This is what it looks like:
- The programming of the phone is handled through a secure Web site accessed only by the adults in the household. This Web site has an easy-to-use interface and set-up wizards.
- The time on the phone is set by satellite, not the user.
- The location of this GPS phone can be tracked.
- The phone can be programmed by parents with a basic set of emergency numbers and family contacts. This basic set of family/emergence numbers is always enabled and minutes are unlimited.
- Teens can program additional numbers into the phone and parents can set an “allowance” of “friends minutes,” enabling teens to make calls to and receive calls from phones other than the family/emergency numbers.

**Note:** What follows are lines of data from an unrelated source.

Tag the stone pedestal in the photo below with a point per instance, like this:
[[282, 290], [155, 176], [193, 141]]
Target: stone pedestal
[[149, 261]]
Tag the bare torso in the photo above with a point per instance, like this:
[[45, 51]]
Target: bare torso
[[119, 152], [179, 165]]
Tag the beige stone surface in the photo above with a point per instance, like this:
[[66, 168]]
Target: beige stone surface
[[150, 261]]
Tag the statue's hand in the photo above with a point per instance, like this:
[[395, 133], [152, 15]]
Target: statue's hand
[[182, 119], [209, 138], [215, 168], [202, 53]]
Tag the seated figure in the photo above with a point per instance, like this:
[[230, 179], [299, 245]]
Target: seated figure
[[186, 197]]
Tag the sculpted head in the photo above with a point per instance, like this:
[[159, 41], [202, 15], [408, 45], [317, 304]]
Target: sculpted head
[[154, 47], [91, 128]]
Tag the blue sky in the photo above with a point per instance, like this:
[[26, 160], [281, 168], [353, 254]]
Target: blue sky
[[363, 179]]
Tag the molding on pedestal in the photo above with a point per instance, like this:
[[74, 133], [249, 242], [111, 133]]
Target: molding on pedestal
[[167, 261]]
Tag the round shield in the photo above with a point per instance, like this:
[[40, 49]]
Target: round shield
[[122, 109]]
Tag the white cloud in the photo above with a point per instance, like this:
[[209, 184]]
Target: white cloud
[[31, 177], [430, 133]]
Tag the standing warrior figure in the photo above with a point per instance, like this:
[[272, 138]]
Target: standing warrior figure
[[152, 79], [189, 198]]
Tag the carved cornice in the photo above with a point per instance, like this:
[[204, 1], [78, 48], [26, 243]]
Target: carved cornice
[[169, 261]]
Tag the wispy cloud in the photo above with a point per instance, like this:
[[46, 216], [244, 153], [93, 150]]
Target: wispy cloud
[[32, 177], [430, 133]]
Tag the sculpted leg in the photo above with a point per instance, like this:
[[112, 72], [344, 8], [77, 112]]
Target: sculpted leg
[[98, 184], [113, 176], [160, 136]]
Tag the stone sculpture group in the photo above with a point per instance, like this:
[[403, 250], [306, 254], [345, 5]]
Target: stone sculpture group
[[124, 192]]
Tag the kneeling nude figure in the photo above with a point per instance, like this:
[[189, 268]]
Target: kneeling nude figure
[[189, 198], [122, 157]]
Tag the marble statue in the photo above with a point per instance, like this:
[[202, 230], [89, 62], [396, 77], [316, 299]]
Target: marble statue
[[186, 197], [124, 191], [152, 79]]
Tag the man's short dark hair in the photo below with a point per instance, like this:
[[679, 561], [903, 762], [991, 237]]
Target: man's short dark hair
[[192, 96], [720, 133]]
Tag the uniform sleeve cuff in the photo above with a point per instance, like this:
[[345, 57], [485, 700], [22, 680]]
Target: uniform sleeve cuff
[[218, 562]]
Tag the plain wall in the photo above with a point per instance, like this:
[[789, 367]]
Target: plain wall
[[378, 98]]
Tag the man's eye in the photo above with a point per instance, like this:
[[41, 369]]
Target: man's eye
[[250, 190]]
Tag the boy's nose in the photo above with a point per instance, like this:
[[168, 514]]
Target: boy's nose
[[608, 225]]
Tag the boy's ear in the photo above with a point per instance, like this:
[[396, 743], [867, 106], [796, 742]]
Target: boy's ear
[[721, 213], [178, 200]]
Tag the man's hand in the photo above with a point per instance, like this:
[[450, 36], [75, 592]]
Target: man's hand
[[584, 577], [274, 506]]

- Parents determine at what times of day “friends minutes” can be used – not during school time, not in the middle of the night. At those designated times, the phone cannot make or receive calls except those to and from designated family/emergency numbers. No more cute girls calling at 1:00 a.m. on school nights.
- Parents may further limit the functionality of the phone to the family/emergency numbers for incoming and outgoing calls as the need arises such that “friends minutes” are construed as a privilege to be earned (and a privilege that can be lost).
- At the Web site, parents set family/emergency numbers, phone use schedules, an allowance of friends minutes (to which reward minutes may be added), and phone features available to the user.
- Three phone use configurations would be useful: standard, reward (additional minutes, expanded call times, & other privileges, as selected) and grounded. When the grounded configuration is in effect, the teen is limited to family/emergency numbers, of course.
Somebody build this, and we parents will buy. Oh, and it has to look cool (never childish) and come with face plates and maybe play MP3s.